Patrizia Patella
Sironi Editore – pagg. 149
Questo romanzo d’esordio ha veramente una forza travolgente fin dalle prime righe, è come se l’autrice si lasciasse trafiggere dalle parole, mettendo a disposizione la propria carne viva per narrare il suo rapporto con la madre, guardandolo retrospettivamente dopo che la madre è morta. Ricorda l’infanzia e la vita con lei da adulta, non esita a mostrarci le mancanze di questa madre che l’ha trascurata per dedicarsi al lavoro, descrive il suo aspetto sciatto quando è in casa, l’incapacità di godersi la vita, la scarsa propensione a comunicare con questa figlia che si ritrova persino anoressica ad un certo punto della propria adolescenza.
Mai, in nessun momento, assistiamo alla classica beatificazione del morto.
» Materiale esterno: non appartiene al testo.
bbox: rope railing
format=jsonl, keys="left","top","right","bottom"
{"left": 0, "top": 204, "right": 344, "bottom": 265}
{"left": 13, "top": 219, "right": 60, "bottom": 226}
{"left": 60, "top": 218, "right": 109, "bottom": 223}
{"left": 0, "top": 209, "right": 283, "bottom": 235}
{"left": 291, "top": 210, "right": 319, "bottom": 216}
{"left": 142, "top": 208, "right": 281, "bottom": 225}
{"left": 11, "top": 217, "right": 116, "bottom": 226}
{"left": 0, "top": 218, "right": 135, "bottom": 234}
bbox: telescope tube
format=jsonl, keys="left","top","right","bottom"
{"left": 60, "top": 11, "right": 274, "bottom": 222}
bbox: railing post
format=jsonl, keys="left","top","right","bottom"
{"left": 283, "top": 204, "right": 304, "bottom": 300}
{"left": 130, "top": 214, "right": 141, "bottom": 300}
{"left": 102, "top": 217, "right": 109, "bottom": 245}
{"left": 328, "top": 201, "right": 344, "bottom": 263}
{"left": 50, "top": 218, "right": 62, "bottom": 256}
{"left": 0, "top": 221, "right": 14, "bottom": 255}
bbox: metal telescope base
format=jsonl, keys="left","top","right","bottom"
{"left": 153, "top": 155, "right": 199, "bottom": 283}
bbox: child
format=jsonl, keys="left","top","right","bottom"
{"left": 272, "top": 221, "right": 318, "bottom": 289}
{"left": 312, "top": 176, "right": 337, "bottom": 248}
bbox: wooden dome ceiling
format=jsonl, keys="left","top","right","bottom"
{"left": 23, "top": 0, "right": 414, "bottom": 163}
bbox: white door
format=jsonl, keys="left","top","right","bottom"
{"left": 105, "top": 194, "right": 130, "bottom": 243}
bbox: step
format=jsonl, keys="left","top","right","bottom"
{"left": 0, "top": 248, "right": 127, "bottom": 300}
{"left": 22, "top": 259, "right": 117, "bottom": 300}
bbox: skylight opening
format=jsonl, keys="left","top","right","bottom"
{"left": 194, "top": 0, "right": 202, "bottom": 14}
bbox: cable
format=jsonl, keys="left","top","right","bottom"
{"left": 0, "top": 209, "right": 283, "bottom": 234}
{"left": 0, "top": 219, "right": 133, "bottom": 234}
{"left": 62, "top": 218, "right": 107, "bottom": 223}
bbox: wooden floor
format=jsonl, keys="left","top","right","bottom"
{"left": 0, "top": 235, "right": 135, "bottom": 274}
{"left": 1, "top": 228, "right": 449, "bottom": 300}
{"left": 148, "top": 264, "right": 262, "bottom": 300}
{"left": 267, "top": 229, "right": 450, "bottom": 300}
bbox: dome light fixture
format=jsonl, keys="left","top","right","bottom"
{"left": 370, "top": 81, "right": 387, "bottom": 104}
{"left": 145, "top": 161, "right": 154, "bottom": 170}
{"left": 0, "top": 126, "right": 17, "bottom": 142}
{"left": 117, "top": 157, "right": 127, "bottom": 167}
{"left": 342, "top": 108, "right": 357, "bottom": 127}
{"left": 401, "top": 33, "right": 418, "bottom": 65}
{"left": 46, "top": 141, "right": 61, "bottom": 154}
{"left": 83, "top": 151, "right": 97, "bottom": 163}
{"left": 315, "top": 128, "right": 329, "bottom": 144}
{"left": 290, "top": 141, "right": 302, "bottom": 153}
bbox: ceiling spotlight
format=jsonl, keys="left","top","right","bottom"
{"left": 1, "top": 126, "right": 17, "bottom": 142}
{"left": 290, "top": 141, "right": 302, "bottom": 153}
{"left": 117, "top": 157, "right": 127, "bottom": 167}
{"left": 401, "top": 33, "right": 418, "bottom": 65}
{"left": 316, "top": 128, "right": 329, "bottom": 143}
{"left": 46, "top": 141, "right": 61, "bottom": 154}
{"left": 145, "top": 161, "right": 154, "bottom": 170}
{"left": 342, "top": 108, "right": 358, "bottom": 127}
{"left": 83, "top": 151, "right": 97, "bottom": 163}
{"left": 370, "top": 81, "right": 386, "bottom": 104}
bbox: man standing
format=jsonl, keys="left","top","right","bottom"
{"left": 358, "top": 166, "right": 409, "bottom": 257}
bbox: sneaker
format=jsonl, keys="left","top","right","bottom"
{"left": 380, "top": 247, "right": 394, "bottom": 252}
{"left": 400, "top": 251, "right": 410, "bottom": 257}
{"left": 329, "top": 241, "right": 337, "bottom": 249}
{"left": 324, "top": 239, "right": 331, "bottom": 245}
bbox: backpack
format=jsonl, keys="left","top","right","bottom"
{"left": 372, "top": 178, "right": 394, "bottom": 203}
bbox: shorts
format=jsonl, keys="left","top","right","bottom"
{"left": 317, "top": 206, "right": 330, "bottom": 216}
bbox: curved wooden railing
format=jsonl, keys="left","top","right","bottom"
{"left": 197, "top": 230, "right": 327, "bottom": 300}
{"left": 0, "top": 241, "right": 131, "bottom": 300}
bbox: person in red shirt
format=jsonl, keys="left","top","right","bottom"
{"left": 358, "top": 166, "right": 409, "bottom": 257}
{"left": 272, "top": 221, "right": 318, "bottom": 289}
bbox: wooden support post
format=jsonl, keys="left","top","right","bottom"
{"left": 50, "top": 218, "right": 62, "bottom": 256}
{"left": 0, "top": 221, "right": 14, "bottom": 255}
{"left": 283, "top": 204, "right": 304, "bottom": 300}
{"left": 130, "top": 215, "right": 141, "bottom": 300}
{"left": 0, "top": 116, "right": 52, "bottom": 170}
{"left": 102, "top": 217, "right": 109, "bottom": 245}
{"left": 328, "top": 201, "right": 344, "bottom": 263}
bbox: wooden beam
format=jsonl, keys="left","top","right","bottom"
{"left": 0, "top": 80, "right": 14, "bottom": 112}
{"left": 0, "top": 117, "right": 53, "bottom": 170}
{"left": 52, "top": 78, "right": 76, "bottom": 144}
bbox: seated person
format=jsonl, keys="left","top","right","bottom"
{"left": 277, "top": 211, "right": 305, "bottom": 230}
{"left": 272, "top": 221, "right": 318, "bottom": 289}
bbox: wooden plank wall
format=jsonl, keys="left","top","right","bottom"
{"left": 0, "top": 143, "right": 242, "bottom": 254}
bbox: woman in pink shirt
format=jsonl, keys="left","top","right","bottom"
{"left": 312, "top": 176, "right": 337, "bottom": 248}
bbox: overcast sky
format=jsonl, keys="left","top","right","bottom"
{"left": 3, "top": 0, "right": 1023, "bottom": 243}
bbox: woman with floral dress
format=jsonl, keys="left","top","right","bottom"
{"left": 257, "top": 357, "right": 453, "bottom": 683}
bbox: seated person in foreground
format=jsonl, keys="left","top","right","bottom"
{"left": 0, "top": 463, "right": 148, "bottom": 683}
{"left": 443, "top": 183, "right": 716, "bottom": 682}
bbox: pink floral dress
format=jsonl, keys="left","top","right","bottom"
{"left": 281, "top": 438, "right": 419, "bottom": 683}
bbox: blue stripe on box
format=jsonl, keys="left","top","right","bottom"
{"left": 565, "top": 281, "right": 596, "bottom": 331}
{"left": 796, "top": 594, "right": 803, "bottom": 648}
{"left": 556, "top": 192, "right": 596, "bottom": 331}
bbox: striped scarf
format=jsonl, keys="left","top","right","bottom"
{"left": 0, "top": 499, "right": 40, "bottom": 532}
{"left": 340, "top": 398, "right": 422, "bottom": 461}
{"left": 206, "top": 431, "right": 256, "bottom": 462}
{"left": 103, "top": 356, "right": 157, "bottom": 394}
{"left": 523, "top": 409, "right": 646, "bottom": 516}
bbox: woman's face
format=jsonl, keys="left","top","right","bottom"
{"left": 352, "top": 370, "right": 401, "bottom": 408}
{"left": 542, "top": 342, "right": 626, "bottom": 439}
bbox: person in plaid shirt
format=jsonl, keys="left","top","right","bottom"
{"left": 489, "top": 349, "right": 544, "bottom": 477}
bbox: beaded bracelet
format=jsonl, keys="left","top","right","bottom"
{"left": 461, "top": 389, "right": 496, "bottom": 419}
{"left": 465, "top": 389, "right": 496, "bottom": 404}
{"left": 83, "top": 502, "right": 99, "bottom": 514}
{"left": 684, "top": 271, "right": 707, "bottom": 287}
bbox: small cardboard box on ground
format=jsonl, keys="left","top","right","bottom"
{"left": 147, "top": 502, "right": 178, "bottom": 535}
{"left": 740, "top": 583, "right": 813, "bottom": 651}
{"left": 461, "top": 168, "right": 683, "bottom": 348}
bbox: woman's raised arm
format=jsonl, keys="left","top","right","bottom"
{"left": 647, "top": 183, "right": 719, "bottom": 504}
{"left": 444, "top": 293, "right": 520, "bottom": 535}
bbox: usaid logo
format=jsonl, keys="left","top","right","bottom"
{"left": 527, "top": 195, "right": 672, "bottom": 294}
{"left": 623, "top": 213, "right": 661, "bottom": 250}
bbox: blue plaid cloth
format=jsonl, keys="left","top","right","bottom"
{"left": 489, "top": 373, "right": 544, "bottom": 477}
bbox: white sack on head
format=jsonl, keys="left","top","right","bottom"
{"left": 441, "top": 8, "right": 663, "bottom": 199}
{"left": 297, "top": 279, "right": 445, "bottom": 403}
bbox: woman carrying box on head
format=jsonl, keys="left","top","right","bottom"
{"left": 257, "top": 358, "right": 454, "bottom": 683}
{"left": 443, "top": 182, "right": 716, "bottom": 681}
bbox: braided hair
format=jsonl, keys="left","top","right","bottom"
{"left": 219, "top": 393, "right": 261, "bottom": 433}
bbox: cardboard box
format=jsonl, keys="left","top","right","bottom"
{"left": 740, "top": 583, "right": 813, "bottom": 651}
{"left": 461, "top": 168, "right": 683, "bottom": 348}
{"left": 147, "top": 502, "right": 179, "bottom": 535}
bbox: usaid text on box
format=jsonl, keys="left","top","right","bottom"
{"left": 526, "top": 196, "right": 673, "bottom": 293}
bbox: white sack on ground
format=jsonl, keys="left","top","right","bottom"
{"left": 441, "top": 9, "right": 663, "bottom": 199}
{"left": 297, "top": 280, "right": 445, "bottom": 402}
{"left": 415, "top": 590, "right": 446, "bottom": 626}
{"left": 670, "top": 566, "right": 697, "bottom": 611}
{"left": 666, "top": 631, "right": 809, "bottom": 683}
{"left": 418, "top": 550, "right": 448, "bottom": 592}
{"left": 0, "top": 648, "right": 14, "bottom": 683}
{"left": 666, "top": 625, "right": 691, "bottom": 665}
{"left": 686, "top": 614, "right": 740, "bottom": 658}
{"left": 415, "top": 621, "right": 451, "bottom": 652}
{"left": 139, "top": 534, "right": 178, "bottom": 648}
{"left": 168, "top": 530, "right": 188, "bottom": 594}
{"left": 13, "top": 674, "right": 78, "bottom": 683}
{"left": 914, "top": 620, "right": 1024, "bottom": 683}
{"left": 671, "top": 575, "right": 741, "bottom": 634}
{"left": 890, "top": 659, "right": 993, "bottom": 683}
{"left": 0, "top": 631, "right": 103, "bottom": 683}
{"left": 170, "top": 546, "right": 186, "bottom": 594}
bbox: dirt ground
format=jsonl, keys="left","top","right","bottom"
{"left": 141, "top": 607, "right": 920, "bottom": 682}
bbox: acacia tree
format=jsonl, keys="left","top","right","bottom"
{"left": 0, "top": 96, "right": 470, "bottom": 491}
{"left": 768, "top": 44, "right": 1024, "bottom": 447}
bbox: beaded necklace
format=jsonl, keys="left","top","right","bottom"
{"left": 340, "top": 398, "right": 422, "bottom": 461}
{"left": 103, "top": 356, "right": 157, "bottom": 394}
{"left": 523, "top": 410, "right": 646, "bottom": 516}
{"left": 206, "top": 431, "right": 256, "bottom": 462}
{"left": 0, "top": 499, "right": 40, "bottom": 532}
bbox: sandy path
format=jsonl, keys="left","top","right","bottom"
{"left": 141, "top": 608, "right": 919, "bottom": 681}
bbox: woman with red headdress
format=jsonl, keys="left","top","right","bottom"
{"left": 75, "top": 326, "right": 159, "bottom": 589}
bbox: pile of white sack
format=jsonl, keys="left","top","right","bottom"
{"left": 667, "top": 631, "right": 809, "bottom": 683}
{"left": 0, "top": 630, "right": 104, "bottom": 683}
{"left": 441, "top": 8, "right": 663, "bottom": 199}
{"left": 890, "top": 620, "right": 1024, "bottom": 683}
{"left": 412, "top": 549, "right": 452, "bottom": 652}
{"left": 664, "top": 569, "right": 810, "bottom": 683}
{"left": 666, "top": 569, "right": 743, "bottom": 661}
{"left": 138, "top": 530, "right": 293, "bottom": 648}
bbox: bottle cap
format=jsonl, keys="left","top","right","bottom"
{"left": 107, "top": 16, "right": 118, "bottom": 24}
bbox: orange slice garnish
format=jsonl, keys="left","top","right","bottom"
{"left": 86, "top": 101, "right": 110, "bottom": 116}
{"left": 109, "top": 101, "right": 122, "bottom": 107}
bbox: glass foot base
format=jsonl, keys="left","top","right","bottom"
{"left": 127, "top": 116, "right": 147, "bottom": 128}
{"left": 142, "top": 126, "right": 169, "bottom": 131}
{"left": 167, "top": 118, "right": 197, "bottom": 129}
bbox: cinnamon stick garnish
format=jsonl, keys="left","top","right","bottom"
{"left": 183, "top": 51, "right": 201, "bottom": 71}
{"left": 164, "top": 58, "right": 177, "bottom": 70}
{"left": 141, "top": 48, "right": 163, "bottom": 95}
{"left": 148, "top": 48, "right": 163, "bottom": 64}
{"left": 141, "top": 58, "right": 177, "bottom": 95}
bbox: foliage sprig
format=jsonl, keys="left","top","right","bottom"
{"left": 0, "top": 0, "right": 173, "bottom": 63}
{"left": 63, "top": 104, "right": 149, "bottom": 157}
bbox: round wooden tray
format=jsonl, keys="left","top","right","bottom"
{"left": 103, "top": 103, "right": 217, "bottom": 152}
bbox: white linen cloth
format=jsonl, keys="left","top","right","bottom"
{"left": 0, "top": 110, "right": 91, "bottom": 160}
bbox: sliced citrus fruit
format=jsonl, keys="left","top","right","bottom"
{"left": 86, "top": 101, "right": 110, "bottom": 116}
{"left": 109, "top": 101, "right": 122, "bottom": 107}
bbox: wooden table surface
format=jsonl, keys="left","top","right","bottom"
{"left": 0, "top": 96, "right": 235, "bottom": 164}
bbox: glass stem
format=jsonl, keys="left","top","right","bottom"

Semmai il contrario, a volte l’autrice sembra perfino troppo dura verso la madre. Ma il lutto è così dolente, la nostalgia così palpitante che si rimane attoniti. Le parole non dette sono quelle di tutti noi, quelle che ciascuno sente affiorare nella mente quando perde una persona così fondamentale. Perché l’odio, se così si può definire, non è altro che amore camuffato, l’amore dei perdenti. E una madre con cui non hai avuto un rapporto pieno è come se la perdessi due volte, quando muore.
Eppure qui niente è perduto, perché la scrittura- questa scrittura che mi ricorda Paula di Isabel Allende e anche La lettera al padre di Kafka- riscatta la vita e consegna questo amore a una memoria perenne.